順朗氏は今年66歳を迎えたこともあり、「社長になるなら今後数年以内だろう」(前出・全国紙経済部記者)との見方がされているという。順朗氏の副社長就任について同社に尋ねると、「グローバル成長戦略を通じたグループ事業規模の拡大および事業構造改革を推進するなかで全体に関する経営責任を担います」(広報センター)と回答した。
ただ、同社の今後の舵取りは簡単ではない。経済ジャーナリストの磯山友幸氏が語る。
「セブン&アイHDは、“モノ言う株主”から赤字が続くスーパーストア事業について厳しく追及されています。欧米の機関投資家は、創業家出身かは関係なく、経営者としての力量をシビアに見極めようとします」
4月、セブン&アイHDは、2027年以降にイトーヨーカ堂などスーパー事業の新規上場を目指すと発表。自社の経営資源はコンビニ事業などに集中させる戦略とみられる。

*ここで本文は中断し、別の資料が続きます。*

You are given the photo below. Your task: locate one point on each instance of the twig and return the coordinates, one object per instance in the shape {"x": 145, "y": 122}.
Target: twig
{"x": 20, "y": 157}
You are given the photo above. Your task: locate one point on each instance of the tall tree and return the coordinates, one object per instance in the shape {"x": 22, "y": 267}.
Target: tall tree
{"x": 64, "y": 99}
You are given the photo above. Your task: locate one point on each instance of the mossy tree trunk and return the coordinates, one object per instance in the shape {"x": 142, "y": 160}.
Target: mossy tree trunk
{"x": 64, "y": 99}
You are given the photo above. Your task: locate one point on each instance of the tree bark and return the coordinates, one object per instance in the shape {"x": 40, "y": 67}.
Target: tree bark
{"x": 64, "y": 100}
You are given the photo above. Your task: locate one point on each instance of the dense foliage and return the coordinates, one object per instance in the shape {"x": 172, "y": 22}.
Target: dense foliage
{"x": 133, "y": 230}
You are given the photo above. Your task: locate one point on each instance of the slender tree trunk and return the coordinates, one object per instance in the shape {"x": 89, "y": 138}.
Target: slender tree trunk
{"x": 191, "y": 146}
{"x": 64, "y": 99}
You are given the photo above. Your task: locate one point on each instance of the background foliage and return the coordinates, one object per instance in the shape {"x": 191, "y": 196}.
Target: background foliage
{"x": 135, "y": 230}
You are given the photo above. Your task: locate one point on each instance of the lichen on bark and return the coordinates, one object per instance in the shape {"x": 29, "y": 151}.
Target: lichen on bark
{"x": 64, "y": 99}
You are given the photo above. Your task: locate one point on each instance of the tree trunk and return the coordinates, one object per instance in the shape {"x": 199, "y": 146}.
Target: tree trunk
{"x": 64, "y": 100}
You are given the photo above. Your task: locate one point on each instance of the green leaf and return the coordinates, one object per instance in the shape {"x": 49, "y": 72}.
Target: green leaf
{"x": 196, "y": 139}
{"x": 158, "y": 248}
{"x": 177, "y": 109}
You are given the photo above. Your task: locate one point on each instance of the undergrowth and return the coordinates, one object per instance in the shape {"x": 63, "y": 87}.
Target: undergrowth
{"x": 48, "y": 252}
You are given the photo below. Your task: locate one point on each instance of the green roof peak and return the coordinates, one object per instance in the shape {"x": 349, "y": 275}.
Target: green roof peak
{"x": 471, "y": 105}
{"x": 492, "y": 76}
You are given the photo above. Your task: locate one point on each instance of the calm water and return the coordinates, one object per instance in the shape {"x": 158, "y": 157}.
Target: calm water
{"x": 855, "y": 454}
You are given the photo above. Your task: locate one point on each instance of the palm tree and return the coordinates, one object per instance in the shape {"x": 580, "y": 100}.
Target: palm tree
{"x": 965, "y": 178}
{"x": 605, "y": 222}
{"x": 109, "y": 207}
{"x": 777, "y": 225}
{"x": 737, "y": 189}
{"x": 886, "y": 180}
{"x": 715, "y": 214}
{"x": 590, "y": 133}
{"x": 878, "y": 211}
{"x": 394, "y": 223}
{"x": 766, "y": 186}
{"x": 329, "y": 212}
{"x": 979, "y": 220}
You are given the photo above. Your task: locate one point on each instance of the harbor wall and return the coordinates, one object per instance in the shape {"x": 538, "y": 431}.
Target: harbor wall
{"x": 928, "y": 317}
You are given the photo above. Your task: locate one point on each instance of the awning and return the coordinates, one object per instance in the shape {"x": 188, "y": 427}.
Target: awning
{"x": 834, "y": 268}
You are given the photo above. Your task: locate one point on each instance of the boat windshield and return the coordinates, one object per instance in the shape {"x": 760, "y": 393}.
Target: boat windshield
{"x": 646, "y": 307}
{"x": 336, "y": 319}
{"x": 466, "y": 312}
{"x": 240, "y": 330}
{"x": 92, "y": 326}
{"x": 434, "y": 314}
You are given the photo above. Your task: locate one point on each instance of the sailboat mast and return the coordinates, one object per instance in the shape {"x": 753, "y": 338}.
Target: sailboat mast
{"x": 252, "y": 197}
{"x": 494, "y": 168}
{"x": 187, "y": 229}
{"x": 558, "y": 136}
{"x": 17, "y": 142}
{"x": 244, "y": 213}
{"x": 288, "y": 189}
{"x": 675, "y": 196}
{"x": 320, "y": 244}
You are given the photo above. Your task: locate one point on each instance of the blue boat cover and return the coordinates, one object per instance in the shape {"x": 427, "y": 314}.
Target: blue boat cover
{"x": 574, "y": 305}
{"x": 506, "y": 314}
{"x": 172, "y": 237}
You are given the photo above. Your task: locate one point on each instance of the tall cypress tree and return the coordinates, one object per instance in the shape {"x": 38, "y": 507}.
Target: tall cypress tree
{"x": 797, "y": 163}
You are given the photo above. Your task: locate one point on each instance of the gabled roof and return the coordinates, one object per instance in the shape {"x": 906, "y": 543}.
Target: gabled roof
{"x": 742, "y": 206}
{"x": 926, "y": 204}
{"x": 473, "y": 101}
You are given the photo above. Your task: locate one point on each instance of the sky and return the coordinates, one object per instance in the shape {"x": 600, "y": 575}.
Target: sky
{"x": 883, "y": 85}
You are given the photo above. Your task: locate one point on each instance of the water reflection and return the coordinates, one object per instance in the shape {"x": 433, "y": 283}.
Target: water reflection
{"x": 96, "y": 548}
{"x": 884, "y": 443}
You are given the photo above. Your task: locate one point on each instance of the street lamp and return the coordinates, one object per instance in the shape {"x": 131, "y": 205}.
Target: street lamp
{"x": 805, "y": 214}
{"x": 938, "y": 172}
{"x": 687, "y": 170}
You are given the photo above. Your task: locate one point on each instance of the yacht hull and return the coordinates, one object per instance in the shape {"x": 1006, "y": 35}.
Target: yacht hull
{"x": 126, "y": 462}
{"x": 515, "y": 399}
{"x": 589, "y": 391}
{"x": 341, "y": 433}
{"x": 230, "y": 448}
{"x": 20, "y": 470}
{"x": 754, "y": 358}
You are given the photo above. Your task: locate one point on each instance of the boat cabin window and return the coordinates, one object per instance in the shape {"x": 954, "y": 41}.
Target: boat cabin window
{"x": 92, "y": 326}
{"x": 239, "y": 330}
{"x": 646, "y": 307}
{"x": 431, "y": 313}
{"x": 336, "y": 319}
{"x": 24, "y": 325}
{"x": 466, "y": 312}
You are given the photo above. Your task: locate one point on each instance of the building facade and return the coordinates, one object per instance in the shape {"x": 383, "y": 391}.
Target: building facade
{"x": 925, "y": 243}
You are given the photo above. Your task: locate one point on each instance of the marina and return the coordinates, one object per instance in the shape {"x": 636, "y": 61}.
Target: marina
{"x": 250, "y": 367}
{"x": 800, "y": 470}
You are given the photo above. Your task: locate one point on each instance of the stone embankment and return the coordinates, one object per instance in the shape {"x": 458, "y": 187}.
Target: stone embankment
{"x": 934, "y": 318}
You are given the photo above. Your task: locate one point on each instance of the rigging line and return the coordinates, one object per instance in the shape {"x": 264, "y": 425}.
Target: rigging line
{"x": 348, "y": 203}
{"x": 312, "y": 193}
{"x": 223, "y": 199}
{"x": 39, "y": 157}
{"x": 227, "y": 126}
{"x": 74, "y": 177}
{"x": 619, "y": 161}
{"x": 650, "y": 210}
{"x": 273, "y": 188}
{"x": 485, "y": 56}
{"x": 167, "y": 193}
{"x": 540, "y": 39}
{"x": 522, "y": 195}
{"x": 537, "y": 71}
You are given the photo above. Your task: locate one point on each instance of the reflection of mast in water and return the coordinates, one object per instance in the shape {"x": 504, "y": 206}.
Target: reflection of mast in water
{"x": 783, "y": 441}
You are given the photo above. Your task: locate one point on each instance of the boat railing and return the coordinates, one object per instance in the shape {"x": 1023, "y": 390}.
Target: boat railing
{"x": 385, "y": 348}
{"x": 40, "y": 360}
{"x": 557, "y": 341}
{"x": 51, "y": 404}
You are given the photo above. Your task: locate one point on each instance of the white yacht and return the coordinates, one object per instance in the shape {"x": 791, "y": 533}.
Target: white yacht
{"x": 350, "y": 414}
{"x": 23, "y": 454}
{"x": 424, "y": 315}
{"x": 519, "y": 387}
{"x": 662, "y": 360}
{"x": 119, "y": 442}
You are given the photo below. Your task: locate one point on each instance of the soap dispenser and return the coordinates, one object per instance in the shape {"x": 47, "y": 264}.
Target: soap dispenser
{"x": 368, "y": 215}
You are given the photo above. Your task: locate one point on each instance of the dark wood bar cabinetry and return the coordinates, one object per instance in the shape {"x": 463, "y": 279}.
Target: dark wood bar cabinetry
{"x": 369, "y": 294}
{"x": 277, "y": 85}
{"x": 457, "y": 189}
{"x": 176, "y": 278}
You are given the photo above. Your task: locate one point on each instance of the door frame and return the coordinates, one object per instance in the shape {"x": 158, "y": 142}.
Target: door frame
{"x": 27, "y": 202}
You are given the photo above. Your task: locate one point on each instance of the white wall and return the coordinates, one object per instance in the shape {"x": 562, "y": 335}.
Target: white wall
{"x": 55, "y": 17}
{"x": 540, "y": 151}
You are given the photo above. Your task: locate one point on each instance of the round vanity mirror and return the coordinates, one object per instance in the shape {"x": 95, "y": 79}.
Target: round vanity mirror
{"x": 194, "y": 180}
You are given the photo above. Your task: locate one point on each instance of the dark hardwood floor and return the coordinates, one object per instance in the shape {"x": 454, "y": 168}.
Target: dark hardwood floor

「創業家出身の順朗氏だからこそ、祖業であるスーパー事業からの完全撤退を含めた“さらなる大鉈”を振るえるとの見方もできる。大株主でもある創業家が経営トップに就くひとつのメリットは、長期的視点に立って会社や株主全体の利益を考えた経営が可能になることです」(磯山氏)
創業家が重大な経営判断を下すことになるのか。